2. How to evaluate edema

(1) Clinical assessment: Review the patient's medical history to understand whether the patient has chest tightness or shortness of breath, whether there is new or worsening cardiovascular disease, whether the patient is intolerant of the current dialysis prescription, whether the patient's water and salt intake has increased, and whether the patient's urine output has decreased. Blood pressure is an important indicator of the body's volume load status. Especially when blood pressure fails to return to normal after restricting water and salt intake and increasing peritoneal dialysis ultrafiltration, it further indicates the existence of volume load.

(2) Laboratory tests: In addition to clinical evaluation, some laboratory tests can also be performed to help determine the cause of edema, such as B-type natriuretic peptide (BNP), cardiac ultrasound, bioimpedance analysis (BIA), etc. However, the above are not the gold standard for assessing the body's volume status, so doctors need to make a comprehensive assessment based on the patient's condition.

3. How can peritoneal dialysis patients avoid edema?

(1) Record daily urine volume and ultrafiltration volume, regularly check volume load-related indicators, and limit water intake based on urine volume.

(2) Regularly evaluate peritoneal function (PET) and adjust the dialysis prescription in a timely manner according to the type of peritoneal transport to maintain an appropriate peritoneal dialysis ultrafiltration volume.

(3) For patients who have developed edema, the cause should be actively investigated and water and salt intake should be restricted. For patients with residual renal function, diuretics can be used under the guidance of a doctor, high-concentration glucose dialysis fluid can be used as appropriate, and automated peritoneal dialysis can be switched if necessary. Diabetic patients should strictly control their blood sugar.

(4) Pay attention to protecting residual renal function, avoid using nephrotoxic drugs, and avoid dehydration.

(5) Prevent and treat peritonitis and change fluids in strict accordance with operating procedures.

4. Methods to limit water and salt intake

(1) Control salt intake: Excessive salt intake can lead to water retention. The daily salt intake should be less than 3g. Avoid foods with high salt content, such as pickled products and soy sauce. Avoid using high-salt condiments such as chicken essence and MSG. You can choose low-sodium salt. Add more seasonings when cooking, such as green pepper, chili, pepper, Sichuan pepper, lemon, onion, ginger, garlic, onion, etc. to increase the flavor of food.
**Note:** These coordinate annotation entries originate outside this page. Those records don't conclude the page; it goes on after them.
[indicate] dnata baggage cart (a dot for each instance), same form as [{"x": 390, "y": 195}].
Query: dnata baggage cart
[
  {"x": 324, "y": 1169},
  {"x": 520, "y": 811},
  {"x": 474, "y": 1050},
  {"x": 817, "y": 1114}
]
(2) Control water intake: Try to eat less foods with high water content and low nutritional value, such as vegetable soup and porridge. It is best to replace water and tea with foods with nutritional value such as milk and thick soup. Try to take medicine with liquid during meals. You can put the water you are allowed to drink each day in a fixed water cup and drink it in several times. Swallow it slowly in small sips instead of drinking it all at once. This is beneficial for water control and can accurately record the total daily water intake. In addition, the water temperature should be cool to avoid overheating in order to quench thirst. It is recommended to rinse your mouth with cool water and hold ice cubes (especially ice cubes made of lemonade), but do not swallow them. Brush your teeth regularly, keep toothpaste and toothbrush in the refrigerator, and eat sour foods and chew gum to keep your mouth moist.

(3) Keep good records of intake and output, especially snacks, vegetable soup, fruit, infusion volume, and water intake. Output includes dialysis ultrafiltration volume, urine volume, vomiting volume, and approximately 500-700 mL of insensible water loss per day (varies with the season). Keep the total daily intake and output roughly equal.